[MUD-Dev] Star Wars Galaxies: 1 character per server

Caliban Tiresias Darklock caliban at darklock.com
Tue Jan 7 11:02:15 CET 2003


From: "Dave Rickey" <daver at mythicentertainment.com>

> I have many quibbles with your math

Okay, quibble with it.

  1. Assume you can fit 50 characters on a server. (X)

  2. Assume each player can have 5 characters. (Y)

  3. Assume the average number of characters per player is 2.4 (Z).

  4. You can fit a maximum of 50 players (X) and a minimum of 10
  players (X/Y) on one server.

  5. Since you have 500 players, you will need at least 10 servers
  (F = P/X).

  6. Since each player can have 5 characters, you will need at most
  50 servers (M = (P / X) * Y).

  7. Since each player already has 2.4 characters, you will need at
  least 24 servers (O = (P / X) * Z).

  8. Since you can't very well throw out existing characters, you
  have to provide servers for them (S >= O).

Where's the problem? It's not necessary to specify what the problem
is, just identify where this *looks* wrong.

  (You will almost certainly encounter dilemmas where you have one
  slot available on server A and two slots available on server B,
  but your last player has three characters that all need to be on
  the same server. However, in this particular case, I am not
  concerned with *how* you get the characters onto the
  servers... just whether you *can* get them onto the servers. If
  you can fit 50 characters on a server, then 1200 characters will
  fit on 24 servers, but in order to keep your players happy you
  will undoubtedly need one or two more to handle situations like
  the above.  Besides, if you want new players to sign up, you need
  space for *their* characters too, so we can actually alter the
  equation at the end of statement 8 to "S > O" in all but the most
  pathological of circumstances.)

> (the process by which you tie "Y" to "S"

...is not mathematical.

  Y does not affect S at all, mathematically. Y is an upper bound on
  Z, Z is tied to O, and O is a lower bound on S. When Z rises, O
  rises; Z may bump into Y, or O may bump into S, but when that
  happens both Z and O simply stop. They don't move Y or S in
  response.

A real-world example might help.

  Imagine that you have a pair of toy cars on adjacent tracks, and
  there is a bolt solidly connecting them to one another. Label one
  O and the other Z.  Now place two bricks somewhere farther along
  the tracks; one labeled S in front of car O, and one labeled Y in
  front of car Z. When you move car Z, car O moves. But when one car
  runs into a brick, the other car cannot go any farther
  either... no matter how much track is in front of it.

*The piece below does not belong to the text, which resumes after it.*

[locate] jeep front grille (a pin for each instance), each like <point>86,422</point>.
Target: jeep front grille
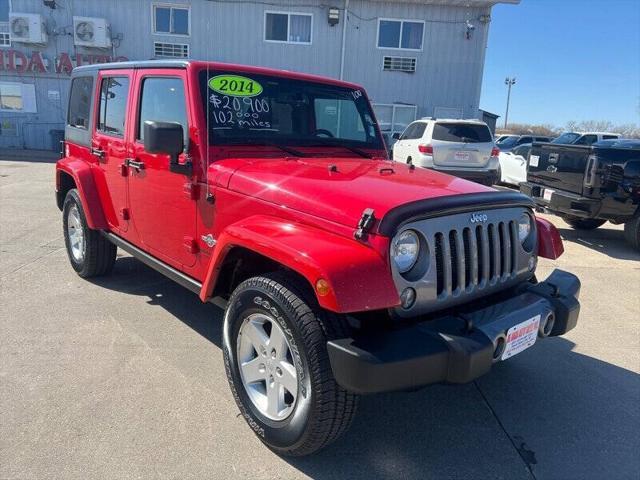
<point>472,257</point>
<point>464,260</point>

At that point, some mechanism needs to step in to alter Y or S or
both. In this case, you need to move one or both of the bricks. If Z
has bumped into Y, then you can move S as far as you want and
nothing will happen. If O has bumped into S, then you can move Y as
far as you want and nothing will happen. But O and Z necessarily
move together, so when you need to move S or Y, you will *probably*
have to move the other in the near future.

<EdNote: Some rewording in the next sentence>

If you're thinking, "I'd put the bricks behind the cars," you're
missing the point.

> But this is simply flat wrong.  You do *not*, under any
> circumstances, want to be telling a potential customer "You can't
> play with your friends."

However, if he actually can't play with them, that's sort of what
you *have* to tell him. What you want simply doesn't enter into it.

> If SWG has bought into a database liscense that says they may only
> have X characters per server, that's a business decision, not a
> design choice, and certainly not a law of nature.

Actually, it is. It's not the database license, it's the world's
capacity.  Each server is only capable of handling a world of finite
size, and a world of finite size can only handle a finite number of
characters before you simply cannot have enough resources for
them. Even if you generate your world dynamically, using fractal
algorithms to expand the game world every time a new character is
created, you can still only have so much world -- mass storage space
is finite, system memory is finite, processor power is finite, there
are innumerable bounds and limitations on your server capacity which
will simply never be infinite in scope. Even if *everything* you
develop will *theoretically* handle an infinite number of
characters, it will never be able to do so in practice. There is
simply no way around this problem.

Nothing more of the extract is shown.